Lumera Cascade
Concepts

Erasure Coding

How RaptorQ erasure coding ensures permanent data availability across the Supernode network.

Why Erasure Coding?

Simple replication (storing N copies) is wasteful. If you need data to survive 50% of nodes going offline, you need 2x the storage. With erasure coding, you can achieve the same reliability with only ~1.5x overhead.

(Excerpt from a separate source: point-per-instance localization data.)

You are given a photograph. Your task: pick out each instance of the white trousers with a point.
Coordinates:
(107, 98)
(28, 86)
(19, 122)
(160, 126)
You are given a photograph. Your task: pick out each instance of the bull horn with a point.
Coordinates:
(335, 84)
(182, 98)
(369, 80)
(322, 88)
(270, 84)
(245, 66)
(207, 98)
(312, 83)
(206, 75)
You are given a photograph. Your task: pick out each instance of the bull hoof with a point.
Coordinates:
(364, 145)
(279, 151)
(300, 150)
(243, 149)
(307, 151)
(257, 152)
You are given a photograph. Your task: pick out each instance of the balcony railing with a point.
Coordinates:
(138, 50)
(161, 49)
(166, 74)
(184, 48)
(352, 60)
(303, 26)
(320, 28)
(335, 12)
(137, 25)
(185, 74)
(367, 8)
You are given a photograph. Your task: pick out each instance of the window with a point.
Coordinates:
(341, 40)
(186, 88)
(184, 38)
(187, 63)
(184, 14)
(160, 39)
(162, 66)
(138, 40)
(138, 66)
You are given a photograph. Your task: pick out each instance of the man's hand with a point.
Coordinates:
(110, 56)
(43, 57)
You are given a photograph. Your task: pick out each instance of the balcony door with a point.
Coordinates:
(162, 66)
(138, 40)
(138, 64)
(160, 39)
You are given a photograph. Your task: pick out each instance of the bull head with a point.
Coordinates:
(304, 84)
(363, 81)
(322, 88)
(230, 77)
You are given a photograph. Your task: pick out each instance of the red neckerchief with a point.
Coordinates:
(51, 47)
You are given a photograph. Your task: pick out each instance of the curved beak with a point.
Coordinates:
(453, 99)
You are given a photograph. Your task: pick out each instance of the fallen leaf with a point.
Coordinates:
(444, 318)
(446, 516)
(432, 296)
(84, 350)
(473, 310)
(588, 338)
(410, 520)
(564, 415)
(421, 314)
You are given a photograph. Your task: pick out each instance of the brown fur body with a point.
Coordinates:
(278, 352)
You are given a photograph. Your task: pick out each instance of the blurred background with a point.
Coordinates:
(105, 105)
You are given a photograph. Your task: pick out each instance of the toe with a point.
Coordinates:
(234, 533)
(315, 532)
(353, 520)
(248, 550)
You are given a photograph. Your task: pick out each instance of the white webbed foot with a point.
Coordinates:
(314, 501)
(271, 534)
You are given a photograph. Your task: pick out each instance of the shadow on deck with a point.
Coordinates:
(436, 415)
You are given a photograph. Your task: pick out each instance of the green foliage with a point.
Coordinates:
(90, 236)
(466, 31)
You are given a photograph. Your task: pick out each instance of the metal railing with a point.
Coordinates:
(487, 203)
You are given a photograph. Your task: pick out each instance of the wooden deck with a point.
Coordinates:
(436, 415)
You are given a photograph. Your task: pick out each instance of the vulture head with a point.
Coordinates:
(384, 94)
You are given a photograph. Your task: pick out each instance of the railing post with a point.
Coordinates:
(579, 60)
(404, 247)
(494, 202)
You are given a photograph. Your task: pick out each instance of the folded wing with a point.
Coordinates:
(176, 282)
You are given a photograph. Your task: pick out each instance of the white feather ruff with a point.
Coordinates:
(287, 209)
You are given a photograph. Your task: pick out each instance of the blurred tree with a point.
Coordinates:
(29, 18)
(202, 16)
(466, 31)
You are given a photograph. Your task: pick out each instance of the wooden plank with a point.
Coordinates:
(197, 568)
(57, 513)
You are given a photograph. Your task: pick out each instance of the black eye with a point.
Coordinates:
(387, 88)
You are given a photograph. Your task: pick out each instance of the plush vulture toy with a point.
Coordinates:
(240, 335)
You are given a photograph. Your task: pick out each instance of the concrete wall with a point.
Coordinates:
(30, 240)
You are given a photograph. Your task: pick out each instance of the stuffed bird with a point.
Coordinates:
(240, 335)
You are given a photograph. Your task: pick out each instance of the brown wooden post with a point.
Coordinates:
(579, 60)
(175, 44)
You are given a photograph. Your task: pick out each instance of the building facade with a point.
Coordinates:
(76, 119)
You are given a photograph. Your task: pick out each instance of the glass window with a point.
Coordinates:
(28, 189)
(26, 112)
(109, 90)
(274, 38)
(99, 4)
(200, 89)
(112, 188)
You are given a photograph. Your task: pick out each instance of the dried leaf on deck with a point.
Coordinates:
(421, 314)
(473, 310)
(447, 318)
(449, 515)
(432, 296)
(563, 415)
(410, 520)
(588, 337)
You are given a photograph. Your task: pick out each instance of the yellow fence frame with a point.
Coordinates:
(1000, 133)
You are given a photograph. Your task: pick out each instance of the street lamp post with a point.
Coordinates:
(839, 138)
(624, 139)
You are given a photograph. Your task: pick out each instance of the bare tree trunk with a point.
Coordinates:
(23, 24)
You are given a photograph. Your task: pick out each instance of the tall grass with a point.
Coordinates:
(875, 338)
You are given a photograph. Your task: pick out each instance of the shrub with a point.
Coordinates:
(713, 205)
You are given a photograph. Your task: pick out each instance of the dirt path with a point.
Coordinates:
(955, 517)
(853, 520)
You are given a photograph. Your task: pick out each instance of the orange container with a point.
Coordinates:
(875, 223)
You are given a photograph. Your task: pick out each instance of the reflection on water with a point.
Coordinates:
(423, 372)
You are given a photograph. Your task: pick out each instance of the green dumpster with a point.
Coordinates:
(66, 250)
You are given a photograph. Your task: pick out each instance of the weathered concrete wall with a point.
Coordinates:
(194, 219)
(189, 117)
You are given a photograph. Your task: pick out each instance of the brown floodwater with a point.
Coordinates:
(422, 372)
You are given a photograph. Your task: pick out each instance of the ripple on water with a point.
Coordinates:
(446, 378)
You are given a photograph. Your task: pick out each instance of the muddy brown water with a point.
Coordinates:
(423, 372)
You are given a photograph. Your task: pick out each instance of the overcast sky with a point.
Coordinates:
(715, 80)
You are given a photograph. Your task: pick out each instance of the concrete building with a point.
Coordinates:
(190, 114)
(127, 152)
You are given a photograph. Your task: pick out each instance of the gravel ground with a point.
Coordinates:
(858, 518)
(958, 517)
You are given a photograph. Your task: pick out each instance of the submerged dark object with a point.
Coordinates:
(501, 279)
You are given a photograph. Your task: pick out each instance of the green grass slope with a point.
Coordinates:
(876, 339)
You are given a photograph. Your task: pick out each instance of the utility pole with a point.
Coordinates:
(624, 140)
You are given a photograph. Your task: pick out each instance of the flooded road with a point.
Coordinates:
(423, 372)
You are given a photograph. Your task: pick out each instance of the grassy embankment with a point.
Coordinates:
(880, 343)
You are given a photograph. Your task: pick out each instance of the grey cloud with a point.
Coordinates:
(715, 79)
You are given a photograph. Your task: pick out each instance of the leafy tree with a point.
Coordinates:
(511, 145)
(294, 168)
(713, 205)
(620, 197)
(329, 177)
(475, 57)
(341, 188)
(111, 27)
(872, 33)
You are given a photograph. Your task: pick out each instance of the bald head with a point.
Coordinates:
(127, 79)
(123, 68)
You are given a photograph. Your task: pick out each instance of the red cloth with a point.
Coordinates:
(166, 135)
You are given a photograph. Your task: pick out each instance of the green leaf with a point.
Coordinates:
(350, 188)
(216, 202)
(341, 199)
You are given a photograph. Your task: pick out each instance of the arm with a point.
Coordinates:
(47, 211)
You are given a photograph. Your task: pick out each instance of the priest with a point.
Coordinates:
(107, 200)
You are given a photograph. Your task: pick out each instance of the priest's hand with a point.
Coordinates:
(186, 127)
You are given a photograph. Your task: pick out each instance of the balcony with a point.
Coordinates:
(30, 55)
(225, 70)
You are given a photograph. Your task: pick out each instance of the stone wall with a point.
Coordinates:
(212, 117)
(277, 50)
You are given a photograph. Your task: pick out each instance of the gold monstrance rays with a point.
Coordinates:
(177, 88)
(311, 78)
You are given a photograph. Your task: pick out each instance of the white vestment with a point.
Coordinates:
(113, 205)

Cascade uses RaptorQ (RFC 6330), a fountain code that:

  • Encodes a file into N symbols where any K symbols (K < N) can reconstruct the original
  • Has near-zero decoding failure probability
  • Operates efficiently on large files

How It Works in Cascade

Encoding (Upload)

Original File (K source symbols)
         |
         v
  ┌──────────────────┐
  │  RaptorQ Encoder │
  │  (WASM module)   │
  └────────┬─────────┘
           |
           v
  N encoded symbols (N > K)
           |
    ┌──────┼──────┬──────┐
    v      v      v      v
  SN#1   SN#2   SN#3   SN#4 ...
  1. The SDK loads the file into the RaptorQ WASM module (rq-library-wasm)
  2. The encoder produces a layout describing source blocks and encoding parameters
  3. Encoded symbols are distributed across Supernodes
  4. Each Supernode stores a subset of symbols

Decoding (Download)

  1. The SN-API gathers available symbols from responsive Supernodes
  2. As long as at least K symbols are available, the original file is reconstructed
  3. The reconstructed file's BLAKE3 hash is verified against the on-chain record

LEP-1: Layout and ID Derivation

LEP-1 (Lumera Enhancement Proposal 1) defines the deterministic algorithm for deriving layout IDs from the encoding layout.

Layout Generation

const layout = await createSingleBlockLayout(fileBytes, {
  rq_ids_ic: randomSeed,
  rq_ids_max: actionParams.rq_ids_max,
});

ID Derivation Algorithm

Each layout ID is derived deterministically so the on-chain Go implementation can independently verify them:

For i = 0 to rq_ids_max - 1:
  counter = rq_ids_ic + i
  input = Base64(compacted_layout_json) + "." + Base64(adr036_signature) + "." + String(counter)
  compressed = zstd_compress(input, level=3)
  hash = BLAKE3(compressed)
  layout_id = Base58(hash)

Why This Matters

  • Determinism: The same file, signer, and seed always produce the same layout IDs
  • Verifiability: The chain can verify that the claimed layout IDs match the submitted layout
  • Uniqueness: Each symbol gets a globally unique identifier

Index File

The LEP-1 index file aggregates layout IDs and the layout signature:

{
  "version": 1,
  "layout_ids": ["7K9xQ2b...", "3Jm2pNd...", "..."],
  "layout_signature": "base64-encoded ADR-036 signature"
}

This index file is also signed via ADR-036 and included in the MsgRequestAction transaction.